I prefer my dependencies to be orthogonal and lightweight i.e. do one thing well. Maybe this is better for interactive use in the REPL.
If you do decide to remove it, I think it's worth adding as an example in the README.
I personally use bs4 for web scraping and it works pretty well, but if there was an option to also do js with a sane API, I'd switch in a heartbeat.
I really love puppeteer over selenium. Much deeper control.
He’s absolutely focused on user experience – in this case the developer experience – and it absolutely shows.
I’m sure I’ll end up using this utility at some point in the future.
What is a 'jQuery' selector? Is it the same as CSS selectors, or does jQuery support non-standard syntax?
Scraping the web will become a lot harder in the future.
puppeteer makes scripting headless Chrome for scraping-style tasks trivial, and it's supported by the Chrome development team so it's likely to keep on working long into the future.
Is there anything special that Chrome headless has that ordinary Chrome wouldn't have?
Puppeteer uses Chrome Remote Debug Protocol, which is the same protocol Devtools uses. It’s just a simple JSON RPC over websockets. Puppeteer creates a nice library abstraction over this api.
The advantage of puppeteer over selenium is that you have a lot more control over chrome. Network, perf, screenshots, coverage, dom & style traversal, etc. It’s a very reliable API too since Chrome Devtools team maintains the backend.

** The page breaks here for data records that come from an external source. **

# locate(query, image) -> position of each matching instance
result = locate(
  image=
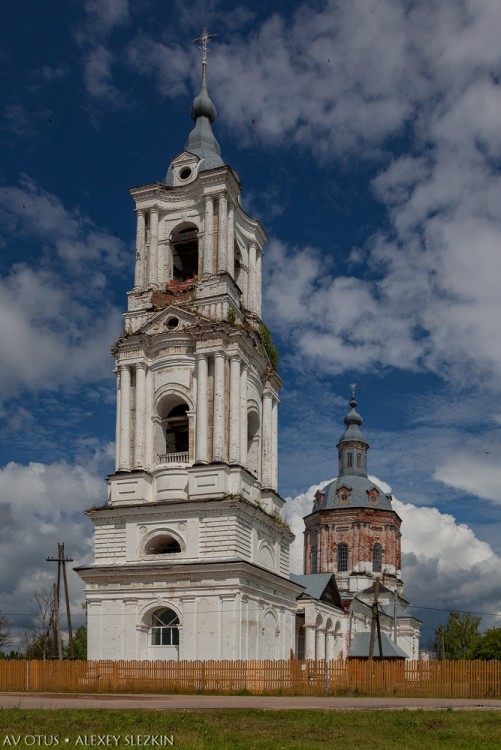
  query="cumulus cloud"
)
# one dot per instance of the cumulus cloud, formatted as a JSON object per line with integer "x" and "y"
{"x": 48, "y": 310}
{"x": 341, "y": 81}
{"x": 42, "y": 505}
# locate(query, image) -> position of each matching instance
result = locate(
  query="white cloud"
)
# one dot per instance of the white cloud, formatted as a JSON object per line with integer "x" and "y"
{"x": 48, "y": 311}
{"x": 98, "y": 76}
{"x": 104, "y": 15}
{"x": 42, "y": 505}
{"x": 475, "y": 472}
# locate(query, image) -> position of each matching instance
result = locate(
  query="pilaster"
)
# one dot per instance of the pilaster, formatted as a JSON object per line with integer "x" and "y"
{"x": 235, "y": 410}
{"x": 218, "y": 417}
{"x": 125, "y": 393}
{"x": 202, "y": 412}
{"x": 140, "y": 243}
{"x": 222, "y": 233}
{"x": 208, "y": 236}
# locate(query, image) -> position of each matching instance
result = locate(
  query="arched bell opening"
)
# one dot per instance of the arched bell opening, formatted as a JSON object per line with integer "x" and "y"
{"x": 173, "y": 431}
{"x": 185, "y": 255}
{"x": 253, "y": 426}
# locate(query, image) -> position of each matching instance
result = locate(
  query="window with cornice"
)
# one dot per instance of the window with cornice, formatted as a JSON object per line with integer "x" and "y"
{"x": 342, "y": 557}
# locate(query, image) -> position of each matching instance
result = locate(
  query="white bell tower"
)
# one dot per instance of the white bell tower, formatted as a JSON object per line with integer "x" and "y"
{"x": 191, "y": 554}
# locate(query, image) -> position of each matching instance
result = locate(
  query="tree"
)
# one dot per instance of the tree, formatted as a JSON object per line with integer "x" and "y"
{"x": 38, "y": 638}
{"x": 488, "y": 646}
{"x": 457, "y": 638}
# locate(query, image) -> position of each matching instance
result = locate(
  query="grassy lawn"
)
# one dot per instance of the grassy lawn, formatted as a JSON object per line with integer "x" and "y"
{"x": 249, "y": 729}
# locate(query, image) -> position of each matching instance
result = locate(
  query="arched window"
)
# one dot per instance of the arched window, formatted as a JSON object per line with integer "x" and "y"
{"x": 342, "y": 557}
{"x": 164, "y": 628}
{"x": 177, "y": 430}
{"x": 314, "y": 560}
{"x": 162, "y": 544}
{"x": 253, "y": 441}
{"x": 184, "y": 244}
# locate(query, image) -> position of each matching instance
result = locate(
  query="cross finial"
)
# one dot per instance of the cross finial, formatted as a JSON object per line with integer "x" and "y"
{"x": 202, "y": 42}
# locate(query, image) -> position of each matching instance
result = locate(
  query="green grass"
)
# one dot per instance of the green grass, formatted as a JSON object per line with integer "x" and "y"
{"x": 266, "y": 730}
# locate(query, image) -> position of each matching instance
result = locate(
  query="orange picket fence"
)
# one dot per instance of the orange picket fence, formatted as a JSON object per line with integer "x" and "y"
{"x": 444, "y": 679}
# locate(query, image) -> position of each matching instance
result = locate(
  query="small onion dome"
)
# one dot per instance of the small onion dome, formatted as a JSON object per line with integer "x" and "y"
{"x": 353, "y": 420}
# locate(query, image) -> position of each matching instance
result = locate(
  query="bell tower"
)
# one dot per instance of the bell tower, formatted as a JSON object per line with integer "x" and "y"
{"x": 191, "y": 553}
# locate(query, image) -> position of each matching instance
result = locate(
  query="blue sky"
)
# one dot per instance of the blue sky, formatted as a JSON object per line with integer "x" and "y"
{"x": 366, "y": 135}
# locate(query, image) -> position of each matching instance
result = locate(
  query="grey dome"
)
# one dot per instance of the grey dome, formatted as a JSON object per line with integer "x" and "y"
{"x": 201, "y": 141}
{"x": 361, "y": 493}
{"x": 353, "y": 420}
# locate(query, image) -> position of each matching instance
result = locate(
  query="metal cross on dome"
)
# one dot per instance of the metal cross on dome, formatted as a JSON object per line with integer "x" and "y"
{"x": 202, "y": 42}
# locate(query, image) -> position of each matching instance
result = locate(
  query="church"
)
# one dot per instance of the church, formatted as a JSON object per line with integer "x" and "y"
{"x": 191, "y": 552}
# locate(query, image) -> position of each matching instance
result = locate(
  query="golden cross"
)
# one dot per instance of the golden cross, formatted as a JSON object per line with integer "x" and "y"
{"x": 202, "y": 42}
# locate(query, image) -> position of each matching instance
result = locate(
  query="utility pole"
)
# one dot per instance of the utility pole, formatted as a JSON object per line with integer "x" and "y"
{"x": 375, "y": 624}
{"x": 61, "y": 567}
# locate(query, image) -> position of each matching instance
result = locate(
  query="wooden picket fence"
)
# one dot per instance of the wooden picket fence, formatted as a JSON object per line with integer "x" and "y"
{"x": 444, "y": 679}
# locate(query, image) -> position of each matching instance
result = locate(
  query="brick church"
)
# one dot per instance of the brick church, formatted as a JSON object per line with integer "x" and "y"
{"x": 191, "y": 552}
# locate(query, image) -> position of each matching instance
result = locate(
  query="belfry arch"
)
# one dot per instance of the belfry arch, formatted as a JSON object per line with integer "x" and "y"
{"x": 185, "y": 254}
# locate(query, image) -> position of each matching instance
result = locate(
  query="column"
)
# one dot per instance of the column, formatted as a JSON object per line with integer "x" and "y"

Selenium on the other hand surprises me with all sorts of quirks.
This is great news, as this space was dominated by bs4 in the Python ecosystem.
Can't wait to use this in the future :)
It greatly simplifies the most common patterns in doing HTTP requests; things like authentication, passing headers, retry logic, etc.
Wow and now python is in C so line up your credit books, we are in for a long night tonight.
Thoughts & prays for all contributors
I haven't used xpath much though (and it seems pretty beefy!).
"XYZ for Humans" is a trope for the author of this library; for example, requests' tagline is "HTTP for humans".